Most of it is by no means unique to me, so I could confidently think of its preservation as Someone Else’s Problem. but there seems to be a law somewhere about the inverse relationship between the size of the SEP field and the size of one’s ego, since I keep finding myself thinking about how jolly interesting this collection of stuff might be to anyone interested in the last three decades of digital humanities, as refracted through my experience of it. I know such beings must exist, I see they even get degrees in it, though who knows for how much longer.
So I spent the last couple weeks of October skimming through the junk.
Fortunately (or not) OUCS has a large dry basement, formerly used to house the air conditioning systems for the machine room, now used to store old furniture and other things people cannot bear to be parted from. I have been allocated some space and into it my boxes are to be conveyed just as soon as I finish packing and labeling them. As of 1 Nov, when I gave up, there are neatly queued up for the basement store
- 41 small. numbered boxes containing miscellaneous articles, offprints, manuals, reports etc.
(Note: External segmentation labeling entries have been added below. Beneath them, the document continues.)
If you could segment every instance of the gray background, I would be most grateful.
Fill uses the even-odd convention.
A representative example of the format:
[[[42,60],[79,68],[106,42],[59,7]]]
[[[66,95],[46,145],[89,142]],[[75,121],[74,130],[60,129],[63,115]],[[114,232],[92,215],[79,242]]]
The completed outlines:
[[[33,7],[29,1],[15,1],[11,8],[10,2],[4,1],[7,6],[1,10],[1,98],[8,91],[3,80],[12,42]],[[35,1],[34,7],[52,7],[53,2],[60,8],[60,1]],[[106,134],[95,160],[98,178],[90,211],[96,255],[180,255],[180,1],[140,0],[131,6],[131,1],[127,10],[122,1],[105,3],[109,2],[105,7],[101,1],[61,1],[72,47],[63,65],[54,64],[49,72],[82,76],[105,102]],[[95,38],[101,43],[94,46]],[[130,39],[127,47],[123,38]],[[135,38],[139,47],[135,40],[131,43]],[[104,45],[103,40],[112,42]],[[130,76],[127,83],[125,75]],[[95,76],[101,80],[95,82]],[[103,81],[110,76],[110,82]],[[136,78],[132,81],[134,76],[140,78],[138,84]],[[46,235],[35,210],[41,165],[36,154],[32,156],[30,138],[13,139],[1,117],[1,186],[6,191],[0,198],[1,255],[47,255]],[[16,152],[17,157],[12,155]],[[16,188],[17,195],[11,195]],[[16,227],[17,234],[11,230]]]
- 10 chronologically-ordered small boxes containing detritus from assorted events and conferences I attended between 1977 and 2000
- 2 boxes containing the delegate packs and abstract volumes from the ALLC/ACH or ACH/ALLC or DH conference, also going back to the late seventies, with just a few gaps.
- 3 boxes of papers and other material relating to the short glory days of the Humanities Computing Unit
- One or two more about the Oxford Text Archive (already very well represented down in the OUCS Basement)
- One box of very dusty old junk relating to my activities during 80s, in the field of database design and support
- Four or five boxes of TEI memorabilia, including committee documents and drafts and working papers never digitized. Several copies of Ps 1 to 5… CDs from various TEI training events.
The contents of many of these boxes was catalogued back in the days when I had time to catalogue and an assistant to actually do it, on a Macintosh using a hypercard stack I wrote. Many years ago also I wrote a script to export that in SGML (of course), and that SGML file has since been converted into a TEI XML file (quelle surprise), so I know what (at least in theory) should be in many of them without looking. So I contented myself with cataloguing very roughly only the conference fallout boxes in addition, and put off to a rainy day any investigation of the others.
And acting on the suggestion of the current librarian of Senate House, who just happens also to be the current chair of the DRHA standing committee, I also put into a separate box every surviving document relating to or produced by the DRH(A) series of conferences… yes every one of them from 1996 to 2010 inclusive. Said box has now been shipped off to the library at senate house for digitization, and will form the raw material for my forthcoming intensely interesting study on the evolution and sociology of academic conferences concerning the emergence of the Digital medium and its effects on the Humanities. Maybe.